O Instituto de Métricas e Avaliação de Saúde estima que a pandemia matou 6.9 milhões de pessoas em todo o mundo – mais do dobro do que mostram os números oficiais. O Instituto notas que as mortes por Covid-19 são “significativamente subnotificadas em quase todos os países”. Os pesquisadores estimam que mais 654,000 pessoas morreram diretamente de Covid-19 na Índia, o que também é cerca de três vezes o número oficial de 221,181 (na época em que a pesquisa foi publicada). O total de mortes na Rússia pode ser cinco vezes superior ao relatado e o do Cazaquistão 16 vezes superior, enquanto o do Reino Unido seria apenas um pouco superior. Alguns dos países com maior mortalidade per capita taxas, com base no excesso de mortes e não nas mortes oficiais, incluem Peru, México, Bulgária, Equador e África do Sul. Para muitos países, mesmo os números excessivos de mortalidade não são disponível – e esses são os países que também carecem de testes e vacinas.
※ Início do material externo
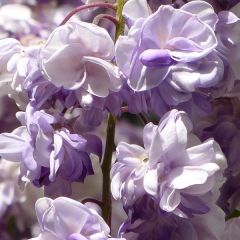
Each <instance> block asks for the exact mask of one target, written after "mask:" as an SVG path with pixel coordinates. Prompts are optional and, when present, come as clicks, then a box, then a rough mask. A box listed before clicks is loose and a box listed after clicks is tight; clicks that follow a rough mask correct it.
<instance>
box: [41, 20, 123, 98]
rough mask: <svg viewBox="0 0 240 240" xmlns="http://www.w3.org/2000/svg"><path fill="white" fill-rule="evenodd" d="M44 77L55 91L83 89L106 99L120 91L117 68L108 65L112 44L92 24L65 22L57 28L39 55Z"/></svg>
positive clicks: (120, 79) (76, 22)
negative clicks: (54, 87)
mask: <svg viewBox="0 0 240 240" xmlns="http://www.w3.org/2000/svg"><path fill="white" fill-rule="evenodd" d="M40 58H41V68H42V71H43V72H44V76H45V77H46V78H47V79H48V80H49V81H51V82H52V83H53V84H54V85H56V86H57V87H64V88H65V89H78V88H80V87H81V88H83V89H85V90H86V91H88V92H89V93H91V94H93V95H95V96H98V97H106V96H108V94H109V92H110V91H113V92H117V91H119V90H120V88H121V79H120V77H119V74H118V68H117V67H116V66H114V65H113V64H111V61H112V60H113V58H114V43H113V40H112V39H111V38H110V36H109V34H108V32H107V31H106V30H105V29H103V28H101V27H98V26H96V25H94V24H90V23H85V22H81V21H75V22H73V21H72V22H68V23H66V24H65V25H64V26H60V27H58V28H56V29H55V30H54V31H53V32H52V34H51V35H50V36H49V38H48V40H47V42H46V44H45V45H44V46H43V47H42V49H41V52H40Z"/></svg>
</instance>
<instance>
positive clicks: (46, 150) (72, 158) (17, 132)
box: [0, 105, 102, 187]
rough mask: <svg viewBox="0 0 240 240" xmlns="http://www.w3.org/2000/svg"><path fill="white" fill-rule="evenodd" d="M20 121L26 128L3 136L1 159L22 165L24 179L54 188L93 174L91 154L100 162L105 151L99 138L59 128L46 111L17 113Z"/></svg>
mask: <svg viewBox="0 0 240 240" xmlns="http://www.w3.org/2000/svg"><path fill="white" fill-rule="evenodd" d="M18 118H19V120H20V121H21V123H22V124H23V126H21V127H19V128H17V129H15V130H14V131H13V132H12V133H2V134H1V135H0V139H1V144H0V155H1V156H2V157H4V158H6V159H7V160H10V161H14V162H20V164H21V167H20V169H21V173H20V176H21V177H26V178H28V179H29V180H30V181H31V182H32V183H34V185H36V186H42V185H45V186H48V185H49V186H51V182H55V181H58V182H59V181H61V180H62V181H68V182H73V181H79V182H83V181H84V179H85V177H86V176H87V175H89V174H93V169H92V164H91V159H90V157H89V154H90V153H93V154H96V155H98V156H99V157H100V158H101V151H102V149H101V141H100V140H99V139H98V138H97V137H96V136H94V135H87V134H85V135H84V136H81V135H78V134H72V133H70V132H69V130H67V129H66V128H63V127H62V128H61V127H60V128H57V124H58V122H57V119H56V118H54V117H53V116H51V115H49V114H47V113H46V112H44V111H34V109H33V108H32V107H31V106H30V105H29V106H28V108H27V112H26V113H18ZM54 124H55V125H54ZM54 127H55V128H56V129H54ZM55 187H56V185H55Z"/></svg>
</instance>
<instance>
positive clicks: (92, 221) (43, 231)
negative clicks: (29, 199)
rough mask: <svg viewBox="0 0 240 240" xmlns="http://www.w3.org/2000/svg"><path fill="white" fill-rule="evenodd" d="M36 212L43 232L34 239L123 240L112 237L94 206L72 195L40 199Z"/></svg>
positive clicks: (38, 220)
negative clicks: (67, 197) (76, 199)
mask: <svg viewBox="0 0 240 240" xmlns="http://www.w3.org/2000/svg"><path fill="white" fill-rule="evenodd" d="M36 214H37V218H38V222H39V224H40V228H41V234H40V235H39V237H38V238H34V239H35V240H38V239H39V240H66V239H68V240H80V239H83V240H85V239H86V240H87V239H89V240H90V239H91V240H100V239H101V240H107V239H112V240H114V239H116V240H117V239H119V240H120V238H109V234H110V229H109V227H108V225H107V224H106V223H105V221H104V220H103V219H102V217H101V216H99V214H98V213H97V212H96V211H95V210H94V209H91V208H88V207H87V206H86V205H84V204H82V203H80V202H77V201H74V200H72V199H70V198H64V197H60V198H56V199H55V200H52V199H50V198H41V199H39V200H38V201H37V202H36ZM122 240H124V239H122Z"/></svg>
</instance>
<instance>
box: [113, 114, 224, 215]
mask: <svg viewBox="0 0 240 240" xmlns="http://www.w3.org/2000/svg"><path fill="white" fill-rule="evenodd" d="M191 128H192V126H191V122H190V120H189V119H188V118H187V117H186V116H185V115H184V113H183V112H178V111H176V110H172V111H171V112H169V113H167V114H166V115H164V116H163V118H162V120H161V122H160V123H159V125H158V126H156V125H153V124H152V123H149V124H147V125H146V126H145V127H144V129H143V142H144V148H142V147H140V146H137V145H130V144H127V143H124V142H122V143H119V145H118V146H117V156H116V157H117V162H116V163H115V164H114V165H113V168H112V173H111V175H112V183H111V186H112V187H111V189H112V193H113V196H114V197H115V198H119V199H122V200H123V202H124V204H125V205H126V206H127V207H131V205H132V204H133V203H134V202H135V201H136V200H137V199H138V198H141V197H142V196H143V195H144V194H149V195H151V196H153V197H154V198H155V199H156V201H157V202H158V203H159V207H160V208H161V209H162V210H163V211H166V212H174V213H175V214H176V215H179V216H185V217H187V216H189V217H191V216H192V215H194V214H204V213H206V212H208V211H209V208H208V206H207V203H206V202H205V201H204V195H205V194H208V193H209V192H211V191H212V190H214V183H215V181H216V179H218V178H221V176H219V175H222V173H221V172H222V171H223V170H224V168H225V167H226V162H225V157H224V155H223V154H222V152H221V150H220V147H219V145H218V144H217V143H216V142H214V140H213V139H208V140H206V141H205V142H203V143H201V142H200V141H199V140H198V138H197V137H196V136H195V135H193V134H191ZM189 179H191V181H189ZM218 181H220V180H219V179H218ZM191 203H192V204H193V205H192V206H191Z"/></svg>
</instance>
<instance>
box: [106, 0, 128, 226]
mask: <svg viewBox="0 0 240 240" xmlns="http://www.w3.org/2000/svg"><path fill="white" fill-rule="evenodd" d="M124 2H125V1H124V0H117V12H116V19H117V20H118V23H117V25H116V33H115V41H116V40H117V39H118V37H119V36H120V35H121V34H123V30H124V18H123V15H122V10H123V5H124ZM115 125H116V118H115V117H114V116H113V115H112V114H111V113H109V116H108V124H107V137H106V145H105V153H104V157H103V162H102V166H101V167H102V173H103V186H102V203H103V206H102V216H103V219H104V220H105V221H106V223H107V224H108V225H109V227H110V229H111V216H112V201H111V198H112V196H111V189H110V183H111V181H110V170H111V163H112V154H113V152H114V150H115V143H114V136H115Z"/></svg>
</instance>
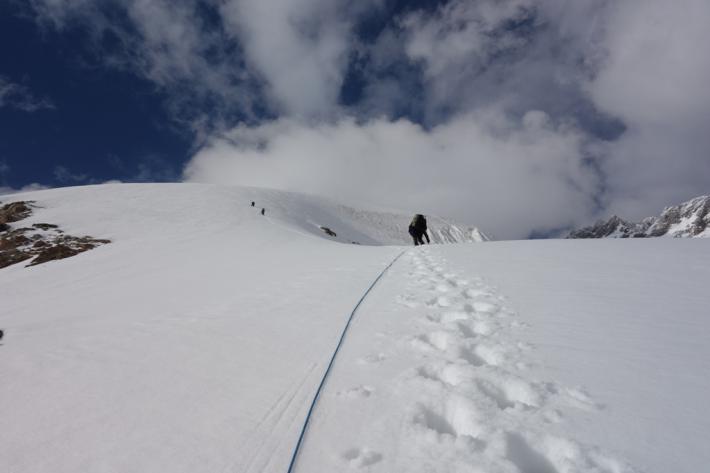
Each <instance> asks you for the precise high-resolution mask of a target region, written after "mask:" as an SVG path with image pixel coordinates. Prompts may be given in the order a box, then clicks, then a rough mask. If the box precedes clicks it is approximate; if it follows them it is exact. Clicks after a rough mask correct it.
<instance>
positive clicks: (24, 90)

Os dados são usados para determinar prioridades, decisões políticas e como os recursos são alocados. Ele molda nossa percepção de um problema. Os meios de comunicação social precisam de parar agora de divulgar mal os números da Covid-19 e desistir de minimizar as dificuldades nas partes do mundo que enfrentam o pior – em termos económicos, sociais e de saúde – desta pandemia, além de décadas de pandemias de doenças não reconhecidas. pobreza, da falta de preço dos medicamentos, do racismo na mídia e da violência da desigualdade.
Os EUA, o Reino Unido, a Itália, a Espanha, Portugal e outras regiões fabricaram a desigualdade global à medida que invadiam e saqueavam o mundo, e à medida que as suas transnacionais e acordos comerciais desiguais continuam a fazê-lo. Fornecer contexto para uma interpretação adequada dos números é uma escolha política. Os meios de comunicação social podem continuar a minimizar o impacto da pandemia na maioria do mundo ou podem garantir um mínimo de compreensão.